Durrellowie to szalona, troszkę ekscentryczna angielska rodzinka. Po śmieci męża, Louisa Durrell – matka czwórki dzieci: Larrego, Geralda, Lesliego i Margaret „Margo”, postanawia zmienić coś w życiu. Cała piątka przeprowadza się na Korfu. Ich egzystencja nabiera kolorytu, a każdy dzień staje się nową, ekscytującą przygodą.

Na podstawie wspomnień Geralda powstał serial „Rodzina Durrellów”. Oglądaliście?
Ja za nim przepadam i świetnie się przy nim bawię.

Nieraz zastanawiałam się, jak potoczyły się dalsze losy bohaterów. O paru faktach dowiedziałam się z internetu. A gdy okazało się, że w polskim przekładzie została wydana książka napisana przez Margo Durrell, to od razu postanowiłam po nią sięgnąć.

„Co się stało z Margo?” to powieść, której kanwę stanowią wydarzenia zapoczątkowane w 1947 roku. Wtedy to Margo została właścicielką pensjonatu.

Swoją pracę, codzienność i lokatorów postanowiła opisać w uroczy, prześmiewczy, nieco sarkastyczny i ironiczny sposób. Uchwyciła gorący tygiel emocji i wydarzeń, który łączy ze sobą osoby mieszkające pod jednym dachem.
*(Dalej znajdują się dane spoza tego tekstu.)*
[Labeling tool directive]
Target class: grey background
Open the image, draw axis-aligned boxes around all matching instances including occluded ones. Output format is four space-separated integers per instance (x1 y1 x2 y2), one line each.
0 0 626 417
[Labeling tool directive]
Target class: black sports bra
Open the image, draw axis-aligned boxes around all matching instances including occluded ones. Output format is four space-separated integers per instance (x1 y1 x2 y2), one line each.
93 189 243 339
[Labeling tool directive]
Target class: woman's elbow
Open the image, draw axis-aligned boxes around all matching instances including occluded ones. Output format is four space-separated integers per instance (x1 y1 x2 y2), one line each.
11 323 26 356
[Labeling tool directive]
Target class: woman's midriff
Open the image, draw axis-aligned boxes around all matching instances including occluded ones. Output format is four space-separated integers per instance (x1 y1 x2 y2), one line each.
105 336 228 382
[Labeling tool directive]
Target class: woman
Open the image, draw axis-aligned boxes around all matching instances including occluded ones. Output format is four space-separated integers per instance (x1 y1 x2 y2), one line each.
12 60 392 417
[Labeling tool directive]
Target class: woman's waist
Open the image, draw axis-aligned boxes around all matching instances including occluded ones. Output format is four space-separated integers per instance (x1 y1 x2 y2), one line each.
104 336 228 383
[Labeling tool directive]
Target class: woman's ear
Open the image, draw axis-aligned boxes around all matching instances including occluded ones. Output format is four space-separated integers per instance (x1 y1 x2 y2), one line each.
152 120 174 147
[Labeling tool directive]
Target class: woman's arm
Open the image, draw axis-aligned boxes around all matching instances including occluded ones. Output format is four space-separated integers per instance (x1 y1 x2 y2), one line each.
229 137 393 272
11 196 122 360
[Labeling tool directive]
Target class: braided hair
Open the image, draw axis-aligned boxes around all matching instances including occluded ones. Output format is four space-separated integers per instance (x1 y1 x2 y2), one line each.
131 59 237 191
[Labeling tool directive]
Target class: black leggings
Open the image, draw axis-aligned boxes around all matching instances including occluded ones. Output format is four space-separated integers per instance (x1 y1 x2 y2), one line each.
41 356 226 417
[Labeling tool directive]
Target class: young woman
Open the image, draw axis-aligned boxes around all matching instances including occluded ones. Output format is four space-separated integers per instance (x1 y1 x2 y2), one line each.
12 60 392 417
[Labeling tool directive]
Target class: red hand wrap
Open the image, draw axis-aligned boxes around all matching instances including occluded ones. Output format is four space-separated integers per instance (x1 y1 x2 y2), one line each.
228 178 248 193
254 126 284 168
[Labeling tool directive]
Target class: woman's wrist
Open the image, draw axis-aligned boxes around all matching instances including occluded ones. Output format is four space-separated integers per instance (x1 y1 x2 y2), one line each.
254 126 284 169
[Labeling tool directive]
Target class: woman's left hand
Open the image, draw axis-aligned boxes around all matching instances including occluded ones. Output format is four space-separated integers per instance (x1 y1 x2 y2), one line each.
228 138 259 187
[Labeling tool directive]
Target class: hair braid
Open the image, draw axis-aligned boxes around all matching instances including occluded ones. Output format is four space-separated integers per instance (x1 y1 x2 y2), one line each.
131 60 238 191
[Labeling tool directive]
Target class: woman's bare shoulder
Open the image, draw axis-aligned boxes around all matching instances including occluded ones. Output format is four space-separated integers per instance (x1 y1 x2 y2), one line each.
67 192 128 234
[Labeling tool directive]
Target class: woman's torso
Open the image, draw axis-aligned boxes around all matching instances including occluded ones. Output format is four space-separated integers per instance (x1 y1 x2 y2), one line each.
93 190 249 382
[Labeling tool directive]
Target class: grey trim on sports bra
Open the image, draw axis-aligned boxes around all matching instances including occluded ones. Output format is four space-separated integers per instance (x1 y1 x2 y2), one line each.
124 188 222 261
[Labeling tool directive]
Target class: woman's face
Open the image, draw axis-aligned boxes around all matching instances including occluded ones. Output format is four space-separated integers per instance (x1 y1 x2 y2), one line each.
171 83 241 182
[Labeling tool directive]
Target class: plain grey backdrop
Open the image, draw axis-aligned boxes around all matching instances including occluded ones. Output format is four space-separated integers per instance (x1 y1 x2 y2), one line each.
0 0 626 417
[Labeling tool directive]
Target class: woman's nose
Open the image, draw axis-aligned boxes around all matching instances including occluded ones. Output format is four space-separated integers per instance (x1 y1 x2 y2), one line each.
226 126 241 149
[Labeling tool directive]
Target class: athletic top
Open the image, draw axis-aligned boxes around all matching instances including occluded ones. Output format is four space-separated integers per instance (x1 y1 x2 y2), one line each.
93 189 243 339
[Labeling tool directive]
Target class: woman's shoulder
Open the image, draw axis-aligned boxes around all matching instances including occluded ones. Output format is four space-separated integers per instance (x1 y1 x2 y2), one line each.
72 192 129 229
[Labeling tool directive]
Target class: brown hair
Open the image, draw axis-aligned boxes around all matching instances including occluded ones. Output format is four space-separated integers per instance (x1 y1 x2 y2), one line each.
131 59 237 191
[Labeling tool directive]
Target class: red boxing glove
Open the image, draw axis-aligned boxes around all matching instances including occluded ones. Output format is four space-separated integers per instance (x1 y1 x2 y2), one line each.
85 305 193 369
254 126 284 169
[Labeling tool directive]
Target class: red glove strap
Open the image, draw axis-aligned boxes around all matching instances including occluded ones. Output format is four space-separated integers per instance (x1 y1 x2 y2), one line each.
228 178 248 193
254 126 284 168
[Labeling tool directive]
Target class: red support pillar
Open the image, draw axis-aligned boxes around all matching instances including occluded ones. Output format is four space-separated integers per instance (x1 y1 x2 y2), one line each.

Jej pensjonat pełen był ciekawych osobliwości. Ludzi żywiołowych, wścibskich, na swój sposób tolerancyjnych, pełnych pasji, którzy mają swoje marzenia i problemy.

Pensjonat przypominał kolorowy, głośny, dekadencki cyrk, w którym brakuje tylko małp. A nie, małpy też były 😄.

„Co się stało z Margo?” to lektura, od której nie mogłam się oderwać. Błyskotliwa, wciągająca, oczarowująca, napisana świetnym piórem.